I have four variables as below in a data.frame which continues on thousands of rows:
One Two Three Four
TRUE TRUE FALSE FALSE
FALSE TRUE TRUE TRUE
TRUE FALSE FALSE TRUE
TRUE TRUE TRUE FALSE
FALSE TRUE FALSE TRUE
FALSE FALSE TRUE FALSE
TRUE FALSE FALSE TRUE
I want to create two new variables, one which merges columns one and two, the second which merges columns three and four. So each new column would display TRUE if either or both of the two columns displayed TRUE, and would display FALSE if both were false. The resulting data would look like this:
One Two OneTwo Three Four ThreeFour
TRUE TRUE TRUE FALSE FALSE FALSE
FALSE TRUE TRUE TRUE TRUE TRUE
TRUE FALSE TRUE FALSE TRUE TRUE
TRUE TRUE TRUE FALSE FALSE FALSE
FALSE FALSE FALSE FALSE TRUE TRUE
FALSE FALSE FALSE TRUE FALSE TRUE
TRUE FALSE TRUE FALSE TRUE TRUE
Any help would be much appreciated. I've looked through some other questions but can't find how to do this specifically.
How do I concatenate two columns in R? To concatenate two columns you can use the <code>paste()</code> function. For example, if you want to combine the two columns A and B in the dataframe df you can use the following code: <code>df['AB'] <- paste(df$A, df$B)</code>.
The merge() function in base R can be used to merge input dataframes by common columns or row names. The merge() function retains all the row names of the dataframes, behaving similarly to the inner join. The dataframes are combined in order of the appearance in the input function call.

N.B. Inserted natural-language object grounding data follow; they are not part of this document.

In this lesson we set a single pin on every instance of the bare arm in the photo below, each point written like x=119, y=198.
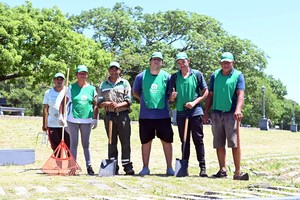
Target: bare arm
x=136, y=95
x=62, y=105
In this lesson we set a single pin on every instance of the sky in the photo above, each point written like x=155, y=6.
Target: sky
x=273, y=26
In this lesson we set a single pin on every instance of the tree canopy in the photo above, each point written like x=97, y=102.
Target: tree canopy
x=39, y=42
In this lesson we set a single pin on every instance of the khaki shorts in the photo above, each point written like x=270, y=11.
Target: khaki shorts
x=223, y=129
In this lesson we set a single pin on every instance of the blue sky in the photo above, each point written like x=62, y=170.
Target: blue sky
x=274, y=26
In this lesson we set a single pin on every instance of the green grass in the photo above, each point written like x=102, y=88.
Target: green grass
x=273, y=152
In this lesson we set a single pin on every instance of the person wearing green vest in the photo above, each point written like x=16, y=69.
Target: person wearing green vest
x=226, y=97
x=82, y=114
x=188, y=89
x=150, y=87
x=115, y=98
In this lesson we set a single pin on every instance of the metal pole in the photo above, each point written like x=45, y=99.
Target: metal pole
x=263, y=101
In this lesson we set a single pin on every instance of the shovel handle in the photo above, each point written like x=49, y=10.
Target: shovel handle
x=186, y=125
x=109, y=131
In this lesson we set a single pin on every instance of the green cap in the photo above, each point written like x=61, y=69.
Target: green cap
x=157, y=55
x=114, y=64
x=82, y=68
x=227, y=56
x=181, y=56
x=59, y=75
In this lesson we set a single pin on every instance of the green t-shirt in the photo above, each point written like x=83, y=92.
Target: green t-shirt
x=154, y=89
x=82, y=101
x=224, y=88
x=186, y=90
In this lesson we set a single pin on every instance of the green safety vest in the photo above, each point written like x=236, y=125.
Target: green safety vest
x=154, y=89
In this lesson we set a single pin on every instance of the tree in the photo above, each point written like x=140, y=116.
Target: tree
x=39, y=43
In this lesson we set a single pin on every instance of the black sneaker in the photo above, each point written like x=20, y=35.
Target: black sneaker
x=128, y=169
x=203, y=173
x=242, y=177
x=221, y=174
x=90, y=170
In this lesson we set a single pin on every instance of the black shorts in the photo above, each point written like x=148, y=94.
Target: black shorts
x=149, y=128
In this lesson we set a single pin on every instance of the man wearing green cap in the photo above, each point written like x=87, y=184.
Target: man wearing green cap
x=115, y=97
x=226, y=97
x=150, y=87
x=52, y=101
x=82, y=114
x=188, y=89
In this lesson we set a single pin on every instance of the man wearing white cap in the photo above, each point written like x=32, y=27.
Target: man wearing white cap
x=52, y=101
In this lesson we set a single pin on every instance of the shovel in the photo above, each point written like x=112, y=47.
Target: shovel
x=181, y=166
x=107, y=166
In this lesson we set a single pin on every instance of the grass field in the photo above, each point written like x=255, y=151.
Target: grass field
x=270, y=157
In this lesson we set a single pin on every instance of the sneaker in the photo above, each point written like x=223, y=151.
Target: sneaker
x=128, y=169
x=170, y=171
x=203, y=173
x=90, y=170
x=117, y=170
x=145, y=171
x=242, y=176
x=221, y=174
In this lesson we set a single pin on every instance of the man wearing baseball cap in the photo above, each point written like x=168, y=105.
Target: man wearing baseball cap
x=82, y=114
x=115, y=97
x=226, y=97
x=150, y=87
x=188, y=89
x=51, y=102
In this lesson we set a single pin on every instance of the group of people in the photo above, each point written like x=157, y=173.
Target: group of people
x=156, y=89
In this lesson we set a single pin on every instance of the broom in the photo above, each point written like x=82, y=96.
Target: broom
x=62, y=162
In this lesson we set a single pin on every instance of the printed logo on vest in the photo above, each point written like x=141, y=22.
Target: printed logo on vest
x=154, y=88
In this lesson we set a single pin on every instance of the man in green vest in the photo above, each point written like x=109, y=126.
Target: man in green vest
x=188, y=90
x=226, y=97
x=150, y=87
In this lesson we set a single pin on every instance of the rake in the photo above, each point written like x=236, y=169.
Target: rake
x=62, y=162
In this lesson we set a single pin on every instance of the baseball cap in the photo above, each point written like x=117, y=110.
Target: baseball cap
x=157, y=55
x=82, y=68
x=114, y=64
x=227, y=56
x=59, y=75
x=181, y=56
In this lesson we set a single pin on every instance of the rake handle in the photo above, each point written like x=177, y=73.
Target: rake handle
x=186, y=125
x=65, y=102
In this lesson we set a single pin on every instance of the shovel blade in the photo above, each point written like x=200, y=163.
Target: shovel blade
x=107, y=167
x=181, y=168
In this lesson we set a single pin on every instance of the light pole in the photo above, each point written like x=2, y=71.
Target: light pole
x=293, y=125
x=263, y=123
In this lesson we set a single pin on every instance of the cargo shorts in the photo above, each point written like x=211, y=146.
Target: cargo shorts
x=223, y=129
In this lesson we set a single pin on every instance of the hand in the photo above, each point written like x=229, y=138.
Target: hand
x=238, y=115
x=173, y=95
x=189, y=105
x=94, y=123
x=61, y=120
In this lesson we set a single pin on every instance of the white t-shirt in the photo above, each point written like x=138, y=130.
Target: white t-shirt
x=53, y=99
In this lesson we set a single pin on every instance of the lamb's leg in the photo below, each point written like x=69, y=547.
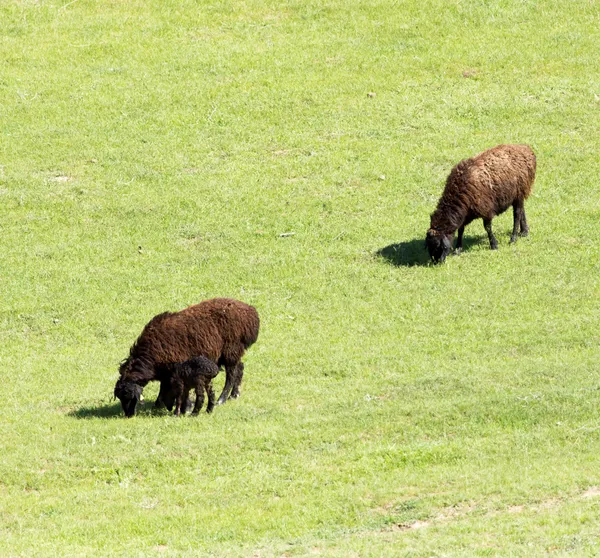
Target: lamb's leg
x=459, y=240
x=524, y=226
x=211, y=397
x=185, y=400
x=239, y=374
x=487, y=223
x=199, y=397
x=517, y=212
x=160, y=403
x=229, y=378
x=178, y=404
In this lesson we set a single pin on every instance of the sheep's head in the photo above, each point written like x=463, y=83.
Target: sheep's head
x=438, y=244
x=129, y=393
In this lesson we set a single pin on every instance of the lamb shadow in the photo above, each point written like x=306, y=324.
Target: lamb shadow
x=113, y=410
x=414, y=252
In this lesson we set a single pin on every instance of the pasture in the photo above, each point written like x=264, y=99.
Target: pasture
x=288, y=154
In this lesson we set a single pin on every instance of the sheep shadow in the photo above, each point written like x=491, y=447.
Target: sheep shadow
x=414, y=252
x=113, y=410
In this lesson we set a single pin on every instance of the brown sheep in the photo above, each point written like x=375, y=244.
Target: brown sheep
x=482, y=187
x=220, y=329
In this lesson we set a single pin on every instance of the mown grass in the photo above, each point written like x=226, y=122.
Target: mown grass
x=152, y=156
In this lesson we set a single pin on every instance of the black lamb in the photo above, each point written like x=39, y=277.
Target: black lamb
x=196, y=373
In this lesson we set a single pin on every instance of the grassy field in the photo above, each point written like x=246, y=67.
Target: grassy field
x=156, y=154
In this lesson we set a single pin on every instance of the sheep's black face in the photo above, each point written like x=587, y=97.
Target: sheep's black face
x=129, y=394
x=438, y=245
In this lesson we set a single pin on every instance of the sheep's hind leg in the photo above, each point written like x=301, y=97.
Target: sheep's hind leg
x=458, y=248
x=211, y=397
x=524, y=226
x=229, y=378
x=517, y=218
x=199, y=398
x=487, y=223
x=239, y=374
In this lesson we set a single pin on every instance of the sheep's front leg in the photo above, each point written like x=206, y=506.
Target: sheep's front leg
x=199, y=397
x=461, y=231
x=487, y=223
x=229, y=378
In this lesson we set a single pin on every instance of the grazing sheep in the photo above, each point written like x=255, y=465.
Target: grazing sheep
x=197, y=373
x=482, y=187
x=220, y=329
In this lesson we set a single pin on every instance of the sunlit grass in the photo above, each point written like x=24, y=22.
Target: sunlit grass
x=155, y=154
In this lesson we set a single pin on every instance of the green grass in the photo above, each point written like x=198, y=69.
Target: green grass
x=152, y=155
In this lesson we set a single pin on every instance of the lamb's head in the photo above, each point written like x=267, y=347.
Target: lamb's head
x=438, y=244
x=129, y=393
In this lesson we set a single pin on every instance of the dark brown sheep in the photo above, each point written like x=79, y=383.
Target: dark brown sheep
x=220, y=329
x=196, y=373
x=481, y=188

To merge two data frames (datasets) horizontally, use the merge() function in the R language. To bind or combine rows in R, use the rbind() function. The rbind() stands for row binding.

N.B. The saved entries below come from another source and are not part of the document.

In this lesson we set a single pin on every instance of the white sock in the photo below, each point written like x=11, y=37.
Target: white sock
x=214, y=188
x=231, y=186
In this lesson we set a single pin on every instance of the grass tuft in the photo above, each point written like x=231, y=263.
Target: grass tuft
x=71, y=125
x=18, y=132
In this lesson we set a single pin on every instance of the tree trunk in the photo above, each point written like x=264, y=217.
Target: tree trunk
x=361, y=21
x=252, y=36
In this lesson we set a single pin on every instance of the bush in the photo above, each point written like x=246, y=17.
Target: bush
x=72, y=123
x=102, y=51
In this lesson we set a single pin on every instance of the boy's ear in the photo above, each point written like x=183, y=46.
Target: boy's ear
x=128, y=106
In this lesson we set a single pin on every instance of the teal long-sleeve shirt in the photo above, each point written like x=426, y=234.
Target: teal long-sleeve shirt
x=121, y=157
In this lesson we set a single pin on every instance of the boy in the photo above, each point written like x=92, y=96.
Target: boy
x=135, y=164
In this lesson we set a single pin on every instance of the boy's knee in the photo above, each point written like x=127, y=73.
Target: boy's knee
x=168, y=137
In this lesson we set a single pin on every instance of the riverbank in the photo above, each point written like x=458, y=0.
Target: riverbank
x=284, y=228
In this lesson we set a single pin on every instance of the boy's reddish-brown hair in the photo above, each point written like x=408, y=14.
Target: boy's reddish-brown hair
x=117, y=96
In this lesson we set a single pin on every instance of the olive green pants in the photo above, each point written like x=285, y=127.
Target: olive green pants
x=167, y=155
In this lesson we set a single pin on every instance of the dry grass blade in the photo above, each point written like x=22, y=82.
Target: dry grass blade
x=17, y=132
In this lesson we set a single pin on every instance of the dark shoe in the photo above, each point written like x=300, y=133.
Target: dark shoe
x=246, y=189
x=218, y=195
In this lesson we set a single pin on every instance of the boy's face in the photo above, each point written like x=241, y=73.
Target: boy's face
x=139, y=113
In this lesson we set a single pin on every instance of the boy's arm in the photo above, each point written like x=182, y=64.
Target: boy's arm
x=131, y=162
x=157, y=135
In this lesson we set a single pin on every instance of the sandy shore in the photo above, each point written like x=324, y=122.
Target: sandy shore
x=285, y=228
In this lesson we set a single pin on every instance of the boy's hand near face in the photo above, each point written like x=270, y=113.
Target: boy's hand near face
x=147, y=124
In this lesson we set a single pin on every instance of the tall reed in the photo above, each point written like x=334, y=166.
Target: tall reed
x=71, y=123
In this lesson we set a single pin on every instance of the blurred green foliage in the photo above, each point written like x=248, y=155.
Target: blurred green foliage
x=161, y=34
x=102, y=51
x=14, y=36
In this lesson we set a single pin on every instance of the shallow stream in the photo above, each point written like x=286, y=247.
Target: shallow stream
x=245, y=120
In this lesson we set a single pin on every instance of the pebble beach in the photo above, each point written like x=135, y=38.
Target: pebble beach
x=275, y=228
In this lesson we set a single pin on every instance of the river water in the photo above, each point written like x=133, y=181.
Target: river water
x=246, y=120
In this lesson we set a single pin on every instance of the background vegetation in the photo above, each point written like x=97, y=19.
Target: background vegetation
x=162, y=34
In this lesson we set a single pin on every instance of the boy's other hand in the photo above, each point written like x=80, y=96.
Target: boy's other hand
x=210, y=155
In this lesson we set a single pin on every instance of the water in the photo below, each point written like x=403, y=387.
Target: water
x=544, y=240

We can merge two data frames in R by using the merge() function or by using family of join() function in dplyr package. The data frames must have same column names on which the merging happens. Merge() Function in R is similar to database join operation in SQL.
Using the package dplyr
you can do this:
library(dplyr)
data <- data %>% mutate(
OneTwo = as.logical(One + Two),
ThreeFour = as.logical(Three + Four))
This works since TRUE
and FALSE
are actually saved as 1 and 0 by the computer. R then codes values larger 0 as TRUE
. To be a bit more "correct", you could also use this code, to get back 0s and 1s before converting them to logicals:
library(dplyr)
data <- data %>%
mutate(
OneTwo = as.logical(pmax(One, Two)),
ThreeFour = as.logical(pmax(One, Two)))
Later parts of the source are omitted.